Halawani Rula, Palestine, Bruxelles, La lettre volée, 2008
Rula Halawani, Botanique Museum, Bruxelles, 2008
→Rula Halawani, Presence and Impressions, Selma Feriani Gallery, Londres, 15 janvier – 6 mars 2010
→Rula Halawani, For My Father, Ayyam Gallery, Dubaï, 13 janvier – 3 mars 2016
Photographe et plasticienne palestinienne.
Née dans la zone occupée de Jérusalem-Est, Rula Halawani entame sa démarche artistique en se penchant, au jour le jour, sur les conditions de vie des habitants, parfois extrêmes, dans le cadre du conflit politique de longue durée tantôt ouvert, tantôt larvé. En gros plan ou en plan lointain, ses premières œuvres rendent compte aussi bien du poids du quotidien ou de l’iniquité des restrictions que de l’état de siège, de ses conséquences à grande échelle ou de sa lecture médiatique, locale ou internationale. D’un premier baccalauréat décroché en photographie avancée à l’université de la Saskatchewan au Canada (1989), puis de dix ans de pratique régulière du photojournalisme, R. Halawani semble avoir conservé le souci du document (Traces, 2014), la conscience de l’inscription de son travail sur un plan historique, la volonté de faire émerger des questions de fond en leur prêtant des formes inédites qui nous interrogent.
Une seconde formation, une maîtrise en études photographiques à l’université de Westminster (2001), accentuera encore cette inflexion théorique : son langage inclut et traduit alors, de plus en plus, les implications spatiales de l’occupation, les architectures ou les aménagements contraignants (The Wall, 2005), les mécanismes de coercition ou d’annihilation plus ou moins visibles ; la transformation du paysage l’impressionne également et tous ces éléments, traités comme une matière malléable, infléchissent souvent ses projets en cours de route, les faisant dévier de leurs intentions initiales… Portraits actuels et illustrations d’archives se mélangent ; prises de vue nocturnes ou aux rayons X peuvent symboliser l’inspection, la fouille, la peur, l’entrave, l’oppression ; l’expérimentation sur le support même des images évoque la clandestinité ou l’effacement du temps, la fragilité têtue de la survie ; l’incrustation anachronique de clichés vernaculaires dans un cadre télévisuel démultiplie les couches de vision ou d’interprétation (The Bride Is Beautiful, but She Is Married to Another Man, 2016) – et toujours se lisent en filigrane la difficulté ou l’incertitude de l’identité, l’absurdité du contexte géopolitique, la douloureuse négation d’une culture.

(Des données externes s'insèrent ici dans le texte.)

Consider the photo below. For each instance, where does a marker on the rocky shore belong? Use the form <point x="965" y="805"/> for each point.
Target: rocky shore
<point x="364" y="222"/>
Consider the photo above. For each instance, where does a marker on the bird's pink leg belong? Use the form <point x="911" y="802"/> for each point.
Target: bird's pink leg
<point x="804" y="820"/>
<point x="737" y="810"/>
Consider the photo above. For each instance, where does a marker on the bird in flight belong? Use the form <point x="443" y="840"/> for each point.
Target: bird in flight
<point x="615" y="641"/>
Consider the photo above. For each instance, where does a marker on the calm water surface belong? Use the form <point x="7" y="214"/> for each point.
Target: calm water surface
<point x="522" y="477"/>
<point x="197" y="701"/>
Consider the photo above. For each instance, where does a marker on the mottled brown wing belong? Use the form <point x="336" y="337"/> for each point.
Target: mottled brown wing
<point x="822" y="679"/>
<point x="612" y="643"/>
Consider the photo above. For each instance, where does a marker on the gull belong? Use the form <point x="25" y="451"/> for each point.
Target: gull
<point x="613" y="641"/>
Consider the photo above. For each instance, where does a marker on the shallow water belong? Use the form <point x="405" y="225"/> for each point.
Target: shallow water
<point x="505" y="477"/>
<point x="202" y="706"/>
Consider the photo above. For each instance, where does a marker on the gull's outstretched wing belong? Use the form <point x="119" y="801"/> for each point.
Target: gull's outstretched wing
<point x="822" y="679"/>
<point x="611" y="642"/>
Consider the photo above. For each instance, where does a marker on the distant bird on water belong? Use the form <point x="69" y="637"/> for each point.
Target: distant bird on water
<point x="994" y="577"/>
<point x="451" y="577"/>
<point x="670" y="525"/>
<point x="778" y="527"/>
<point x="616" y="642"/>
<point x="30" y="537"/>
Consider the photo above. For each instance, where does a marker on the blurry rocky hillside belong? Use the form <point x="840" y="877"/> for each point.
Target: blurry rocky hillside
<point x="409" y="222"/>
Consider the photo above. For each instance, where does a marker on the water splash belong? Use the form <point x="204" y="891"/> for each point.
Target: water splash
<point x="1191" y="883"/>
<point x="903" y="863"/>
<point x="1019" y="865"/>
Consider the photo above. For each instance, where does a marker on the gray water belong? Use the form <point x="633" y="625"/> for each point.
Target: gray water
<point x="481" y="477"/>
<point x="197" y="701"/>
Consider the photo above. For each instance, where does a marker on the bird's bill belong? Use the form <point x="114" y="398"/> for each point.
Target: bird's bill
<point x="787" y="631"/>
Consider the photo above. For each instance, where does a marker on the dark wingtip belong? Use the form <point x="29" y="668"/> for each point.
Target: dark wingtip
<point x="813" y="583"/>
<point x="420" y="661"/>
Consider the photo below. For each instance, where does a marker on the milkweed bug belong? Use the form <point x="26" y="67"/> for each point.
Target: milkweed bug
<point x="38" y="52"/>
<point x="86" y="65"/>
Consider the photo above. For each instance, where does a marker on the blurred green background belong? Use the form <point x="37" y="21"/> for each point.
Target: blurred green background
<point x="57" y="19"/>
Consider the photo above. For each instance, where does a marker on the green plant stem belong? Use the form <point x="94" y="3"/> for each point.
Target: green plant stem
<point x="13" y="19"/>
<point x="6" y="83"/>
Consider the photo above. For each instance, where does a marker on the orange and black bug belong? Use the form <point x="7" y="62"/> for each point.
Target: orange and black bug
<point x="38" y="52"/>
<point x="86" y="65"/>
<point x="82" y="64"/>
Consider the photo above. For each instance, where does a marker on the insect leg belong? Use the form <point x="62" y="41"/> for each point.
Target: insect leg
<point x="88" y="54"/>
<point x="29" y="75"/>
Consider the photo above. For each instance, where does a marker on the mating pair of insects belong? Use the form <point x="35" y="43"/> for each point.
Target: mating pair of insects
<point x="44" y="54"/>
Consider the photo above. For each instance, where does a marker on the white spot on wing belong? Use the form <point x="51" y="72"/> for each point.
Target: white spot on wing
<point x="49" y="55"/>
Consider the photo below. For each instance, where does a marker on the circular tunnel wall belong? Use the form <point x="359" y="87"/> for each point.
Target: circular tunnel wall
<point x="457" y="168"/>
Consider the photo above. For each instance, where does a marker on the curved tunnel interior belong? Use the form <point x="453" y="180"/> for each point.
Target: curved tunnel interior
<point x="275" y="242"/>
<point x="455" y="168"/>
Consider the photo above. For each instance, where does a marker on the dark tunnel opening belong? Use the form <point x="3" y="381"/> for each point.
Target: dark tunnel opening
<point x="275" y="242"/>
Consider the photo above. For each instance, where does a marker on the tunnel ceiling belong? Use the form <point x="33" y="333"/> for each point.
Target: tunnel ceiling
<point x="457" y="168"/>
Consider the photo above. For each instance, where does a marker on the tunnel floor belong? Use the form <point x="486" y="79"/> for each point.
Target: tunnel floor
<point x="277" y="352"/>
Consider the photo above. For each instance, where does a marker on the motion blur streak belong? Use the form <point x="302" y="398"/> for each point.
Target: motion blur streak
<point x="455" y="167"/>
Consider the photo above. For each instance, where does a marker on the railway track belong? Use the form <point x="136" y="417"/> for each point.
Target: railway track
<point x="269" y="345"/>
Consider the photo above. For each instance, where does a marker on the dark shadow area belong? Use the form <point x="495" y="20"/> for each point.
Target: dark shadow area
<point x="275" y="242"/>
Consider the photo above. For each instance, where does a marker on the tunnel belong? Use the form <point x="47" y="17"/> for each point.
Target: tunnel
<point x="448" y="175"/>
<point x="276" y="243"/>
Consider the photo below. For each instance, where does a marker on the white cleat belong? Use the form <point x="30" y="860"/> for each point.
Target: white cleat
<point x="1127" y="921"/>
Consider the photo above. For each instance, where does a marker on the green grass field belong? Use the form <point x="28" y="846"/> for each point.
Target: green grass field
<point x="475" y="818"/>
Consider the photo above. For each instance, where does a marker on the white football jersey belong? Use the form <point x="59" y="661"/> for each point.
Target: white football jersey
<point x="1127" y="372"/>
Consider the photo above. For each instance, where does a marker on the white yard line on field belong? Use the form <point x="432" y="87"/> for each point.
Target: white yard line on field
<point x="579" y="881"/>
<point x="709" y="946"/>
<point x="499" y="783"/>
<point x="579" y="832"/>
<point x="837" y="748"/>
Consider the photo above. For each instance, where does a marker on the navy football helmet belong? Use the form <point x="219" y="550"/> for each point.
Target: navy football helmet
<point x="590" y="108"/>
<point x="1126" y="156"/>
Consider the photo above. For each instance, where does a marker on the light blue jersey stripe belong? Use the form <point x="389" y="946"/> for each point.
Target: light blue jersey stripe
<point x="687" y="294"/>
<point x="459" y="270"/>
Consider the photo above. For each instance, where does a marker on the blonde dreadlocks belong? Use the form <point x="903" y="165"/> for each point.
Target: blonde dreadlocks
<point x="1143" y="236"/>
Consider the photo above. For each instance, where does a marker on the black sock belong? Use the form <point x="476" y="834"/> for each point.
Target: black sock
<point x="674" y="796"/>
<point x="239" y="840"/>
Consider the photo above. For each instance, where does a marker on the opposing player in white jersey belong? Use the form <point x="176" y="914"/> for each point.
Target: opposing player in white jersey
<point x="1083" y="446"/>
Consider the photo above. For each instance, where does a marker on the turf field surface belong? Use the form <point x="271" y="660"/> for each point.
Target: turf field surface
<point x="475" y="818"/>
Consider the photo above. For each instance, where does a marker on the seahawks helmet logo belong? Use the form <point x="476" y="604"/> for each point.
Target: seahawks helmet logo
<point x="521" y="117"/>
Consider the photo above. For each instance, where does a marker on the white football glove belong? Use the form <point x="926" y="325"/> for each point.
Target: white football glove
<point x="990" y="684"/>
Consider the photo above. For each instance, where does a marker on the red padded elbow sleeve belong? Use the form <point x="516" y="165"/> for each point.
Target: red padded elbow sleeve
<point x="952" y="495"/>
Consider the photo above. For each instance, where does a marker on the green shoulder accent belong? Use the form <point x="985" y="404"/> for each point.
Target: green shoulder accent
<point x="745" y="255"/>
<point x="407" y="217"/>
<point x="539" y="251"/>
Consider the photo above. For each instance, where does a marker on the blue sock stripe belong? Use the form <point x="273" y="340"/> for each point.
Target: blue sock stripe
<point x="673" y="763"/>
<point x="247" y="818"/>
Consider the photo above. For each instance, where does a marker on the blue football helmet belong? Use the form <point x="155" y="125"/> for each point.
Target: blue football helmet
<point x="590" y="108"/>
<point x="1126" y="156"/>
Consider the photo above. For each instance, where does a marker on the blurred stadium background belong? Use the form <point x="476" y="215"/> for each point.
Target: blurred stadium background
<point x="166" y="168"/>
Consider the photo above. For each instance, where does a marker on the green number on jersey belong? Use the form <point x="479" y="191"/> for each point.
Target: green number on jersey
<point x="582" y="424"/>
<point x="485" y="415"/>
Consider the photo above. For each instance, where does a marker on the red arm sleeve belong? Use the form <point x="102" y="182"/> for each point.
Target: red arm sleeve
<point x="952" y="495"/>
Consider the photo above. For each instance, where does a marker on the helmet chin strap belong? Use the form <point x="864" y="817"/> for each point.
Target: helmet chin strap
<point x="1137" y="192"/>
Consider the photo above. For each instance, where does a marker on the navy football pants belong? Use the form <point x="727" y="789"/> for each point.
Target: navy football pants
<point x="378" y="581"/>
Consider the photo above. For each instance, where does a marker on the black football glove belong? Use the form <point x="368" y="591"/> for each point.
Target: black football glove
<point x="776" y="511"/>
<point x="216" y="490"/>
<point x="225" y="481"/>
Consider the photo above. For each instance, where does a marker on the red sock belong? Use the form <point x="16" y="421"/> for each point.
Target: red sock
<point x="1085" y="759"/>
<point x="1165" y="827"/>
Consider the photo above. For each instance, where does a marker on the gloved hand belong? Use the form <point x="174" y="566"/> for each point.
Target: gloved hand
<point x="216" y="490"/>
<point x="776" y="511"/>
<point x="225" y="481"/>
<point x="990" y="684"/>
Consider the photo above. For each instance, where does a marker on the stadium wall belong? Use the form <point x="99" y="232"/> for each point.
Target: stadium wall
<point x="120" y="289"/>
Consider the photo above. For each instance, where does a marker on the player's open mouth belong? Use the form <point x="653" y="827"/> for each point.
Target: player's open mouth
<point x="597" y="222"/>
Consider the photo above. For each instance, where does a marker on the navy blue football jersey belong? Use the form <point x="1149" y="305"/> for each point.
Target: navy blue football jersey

L’espace d’exposition, enfin, support peut-être privilégié de son œuvre, permet alors de réinventer ou d’appréhender différemment – quelque part entre liberté de créer et exil intérieur – un espace social ou historique complexe, angoissant, labyrinthique…
Bien des interventions artistiques actuelles, hermétiques, peuvent apparaître désincarnées, désengagées, déconnectées ; d’autres au contraire, plus militantes ou impliquées, auraient tendance à sacrifier l’aspect plastique, l’engagement esthétique… Se situant au confluent des deux préoccupations, l’œuvre de R. Halawani (toujours installée à Jérusalem, où elle a été en outre directrice-fondatrice et professeure agrégée du programme de photographie de l’université de Birzeit, et activement représentée par la galerie Ayyam à Beyrouth et Dubai) nourrit l’une de l’autre et ne néglige aucune dimension, ce dont témoignaient, de façon probante, l’exposition rétrospective Palestine et la publication conjointe, à Bruxelles, en 2008. La force, l’intérêt, la subtilité de son travail consistent sûrement en cette façon d’interroger tout à la fois le statut d’un peuple et celui des images. Observer l’histoire – y compris l’histoire immédiate – revient dès lors à questionner le regard que nous posons sur elle, donc la façon dont nous la construisons et, en permanence, la réinterprétons : au cœur de ce triangle composé de l’œuvre, de ce qu’elle désigne ou dénonce, et de l’instable ou inconfortable position du spectateur extérieur.